The denoise train command handles torchrun and PYTHONNOUSERSITE
internally — no manual torchrun invocation is required:
# 2.5D (default)
denoise train --config baseline_config.yaml --gpus 0,1
# 3D
denoise train --config baseline_config.yaml --gpus 0,1 --mode 3d
The training loop alternates between two “views” (the two sub-reconstructions) and minimises an L1 loss. After a warm-up phase, a Laplacian Contrast Loss (LCL) term is added. In 3D mode, LCL is applied to the center axial slice of each 3D prediction patch.

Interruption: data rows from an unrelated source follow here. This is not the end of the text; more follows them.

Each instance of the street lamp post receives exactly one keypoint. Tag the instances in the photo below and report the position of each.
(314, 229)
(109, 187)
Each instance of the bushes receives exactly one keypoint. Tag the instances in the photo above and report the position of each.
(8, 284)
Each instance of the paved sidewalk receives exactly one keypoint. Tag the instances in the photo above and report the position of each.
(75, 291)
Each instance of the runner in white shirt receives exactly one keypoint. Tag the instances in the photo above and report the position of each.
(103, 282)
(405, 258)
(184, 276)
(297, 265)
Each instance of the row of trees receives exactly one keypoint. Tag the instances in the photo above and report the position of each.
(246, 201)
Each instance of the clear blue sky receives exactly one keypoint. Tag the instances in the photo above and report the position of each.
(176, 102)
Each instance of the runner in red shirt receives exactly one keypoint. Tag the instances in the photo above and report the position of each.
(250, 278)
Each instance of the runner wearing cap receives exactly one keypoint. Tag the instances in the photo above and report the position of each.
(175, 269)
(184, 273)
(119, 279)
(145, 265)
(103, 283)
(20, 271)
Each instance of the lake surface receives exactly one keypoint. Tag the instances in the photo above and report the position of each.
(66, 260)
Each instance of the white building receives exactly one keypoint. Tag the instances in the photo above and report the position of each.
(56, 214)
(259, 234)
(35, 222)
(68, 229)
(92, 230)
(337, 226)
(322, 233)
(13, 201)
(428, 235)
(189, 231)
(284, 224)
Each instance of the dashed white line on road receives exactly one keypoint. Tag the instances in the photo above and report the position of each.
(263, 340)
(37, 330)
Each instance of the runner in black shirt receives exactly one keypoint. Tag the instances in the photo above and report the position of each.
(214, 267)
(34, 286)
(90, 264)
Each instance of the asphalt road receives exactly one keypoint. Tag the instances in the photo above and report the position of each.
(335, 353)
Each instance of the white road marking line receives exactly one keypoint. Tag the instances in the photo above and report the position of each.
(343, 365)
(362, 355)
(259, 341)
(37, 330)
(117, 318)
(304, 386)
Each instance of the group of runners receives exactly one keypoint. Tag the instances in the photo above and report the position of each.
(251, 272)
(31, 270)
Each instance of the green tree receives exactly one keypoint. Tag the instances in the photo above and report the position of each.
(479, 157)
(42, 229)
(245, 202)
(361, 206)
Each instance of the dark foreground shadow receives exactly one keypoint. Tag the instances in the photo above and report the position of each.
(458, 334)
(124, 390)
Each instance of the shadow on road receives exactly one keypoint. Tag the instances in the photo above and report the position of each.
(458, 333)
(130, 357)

Three model checkpoints are saved automatically:
best_val_model.pth— lowest validation L1 lossbest_lcl_model.pth— lowest LCL regularisation lossbest_edge_model.pth— highest Laplacian edge score
Inference
2.5D mode — single slice:
denoise slice --config baseline_config.yaml --slice-number 500
2.5D mode — full volume:
denoise volume --config baseline_config.yaml
3D mode — full volume (slice is not supported in 3D mode):
denoise volume --config baseline_config.yaml --mode 3d
Both modes use sliding-window patch extraction with overlap-add blending (Hann window). In 3D mode the patches and blending window are cubic.
denoise is primarily intended for use with full-angle CT reconstructions produced by tomopy or similar reconstruction packages, and has been developed for synchrotron tomography beamlines and coherent X-ray microscopy facilities.